Quem estaria mais cego, Borges ao não perceber a importância que o futebol tem como elemento de identificação nacional ou Sábato ao acreditar que a união em torno da seleção de futebol poderia impulsionar a criação de uma grande Nação?

ernesto-sabato

 

[i] Jorge Luís Borges (1899-1986), poeta e escritor, é considerado um dos maiores literatos contemporâneos. Nascido em uma família tradicional onde o pai era professor de inglês e psicólogo, desde muito novo já escrevia poemas e estórias além de dominar plenamente a língua inglesa. Chegou a morar na Suíça e Espanha durante a Primeira Guerra Mundial. Ao retornar a Buenos Aires, passa a colaborar com a criação de diversas revistas literárias. Em 1938 morre o pai do escritor, que começa a trabalhar como bibliotecário para se sustentar. Sofre também um grave acidente devido a um problema de visão que o acompanhará ao longo da sua vida fazendo com que Borges ficasse paulatinamente  cego e tivesse que ditar suas obras. Foi perseguido politicamente durante o governo peronista pelo fato da sua família se opor ao estadista, perdendo assim seu emprego e passando a viver de artigos e conferências. Com a saída de Perón em 1955, passa a ser exaltado civicamente recebendo diversos prêmios nacionais e internacionais e é empossado como diretor da Biblioteca Nacional. Com o retorno de Perón, em 1974, apesar do seu renome internacional, Borges é destituído do seu cargo de diretor. Em 1976 apoia publicamente o golpe militar contra “Isabelita” Perón, fato que teria maculado sua imagem no exterior e possivelmente evitado que ele recebesse o Prêmio Nobel de Literatura.
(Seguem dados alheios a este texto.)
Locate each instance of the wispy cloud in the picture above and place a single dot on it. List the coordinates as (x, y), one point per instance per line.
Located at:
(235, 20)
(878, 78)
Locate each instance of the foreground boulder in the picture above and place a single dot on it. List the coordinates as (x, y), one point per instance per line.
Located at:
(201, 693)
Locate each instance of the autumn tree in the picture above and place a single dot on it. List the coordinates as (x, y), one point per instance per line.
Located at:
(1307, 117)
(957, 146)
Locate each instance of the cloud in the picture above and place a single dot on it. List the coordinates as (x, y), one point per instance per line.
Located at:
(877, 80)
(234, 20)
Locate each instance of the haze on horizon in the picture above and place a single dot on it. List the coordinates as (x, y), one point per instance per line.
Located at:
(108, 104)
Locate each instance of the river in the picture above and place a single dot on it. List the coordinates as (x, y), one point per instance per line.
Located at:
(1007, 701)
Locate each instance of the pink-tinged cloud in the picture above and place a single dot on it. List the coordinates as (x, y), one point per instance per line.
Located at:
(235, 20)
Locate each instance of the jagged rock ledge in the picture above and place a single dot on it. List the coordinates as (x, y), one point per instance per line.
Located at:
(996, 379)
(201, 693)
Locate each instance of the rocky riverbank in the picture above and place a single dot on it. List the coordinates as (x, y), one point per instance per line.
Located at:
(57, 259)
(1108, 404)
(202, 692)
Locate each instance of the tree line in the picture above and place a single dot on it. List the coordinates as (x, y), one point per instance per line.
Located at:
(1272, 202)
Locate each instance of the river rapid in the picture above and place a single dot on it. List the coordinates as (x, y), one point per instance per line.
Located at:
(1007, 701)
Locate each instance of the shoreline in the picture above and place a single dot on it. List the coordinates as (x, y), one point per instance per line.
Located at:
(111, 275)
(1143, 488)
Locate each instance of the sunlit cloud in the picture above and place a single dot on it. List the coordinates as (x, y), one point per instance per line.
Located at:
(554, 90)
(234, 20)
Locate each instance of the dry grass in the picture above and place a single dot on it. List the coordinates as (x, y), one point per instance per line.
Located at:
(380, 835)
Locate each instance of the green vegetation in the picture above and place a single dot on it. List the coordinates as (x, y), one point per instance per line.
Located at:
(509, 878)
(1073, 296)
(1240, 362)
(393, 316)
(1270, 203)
[ii] Ernesto Sábato (1911-2011) foi um importante escritor argentino, cuja obra literária é composta de três grandes novelas: El Túnel (1948) , Sobre héroes y tumbas (1961) e Abbadón, el exterminador, além de diversos ensaios literários. Formado em física e matemática, chegou a morar em Paris onde iniciou uma carreira como técnico científico mas acabou conhecendo escritores e pintores surrealistas como André Breton que influenciaram sua opção pela literatura. Exerceu o magistério na Universidade de La Plata mas também teve problemas com Perón e foi retirado de sua cátedra. Na década de sessenta acabou sendo reconhecido internacionalmente junto com outros escritores latino-americamos e se transformou em um ícone cívico e formador de opinião dentro da sociedade argentina a partir dos anos setenta. Opositor da ditadura militar na Argentina, apesar de ter apoiado inicialmente o golpe,  após o período do “Processo” que ele teria qualificado como “sombrio”, foi nomeado por Raul Alfonsín como presidente da CONADEP (Comisíon  Nacional sobre la Desaparicíon de Personas),  onde coordenou uma monumental pesquisa sobre os desaparecidos políticos no país. Era uma figura pública de elevado prestígio moral e teria afirmado para o jornal francês Le monde durante o torneio que “boicotear el mundial no sólo hubiera sido boicotear al gobierno sino también al pueblo de la Argentina que de veras no merece”.

[iii] NOVARO, Marcos; PALERMO, Vicente. Historia argentina: la dictadura militar 1976-1983: del golpe de Estado a larestauracíon democrática. Buenos Aires: Ed.Paidós, 2013.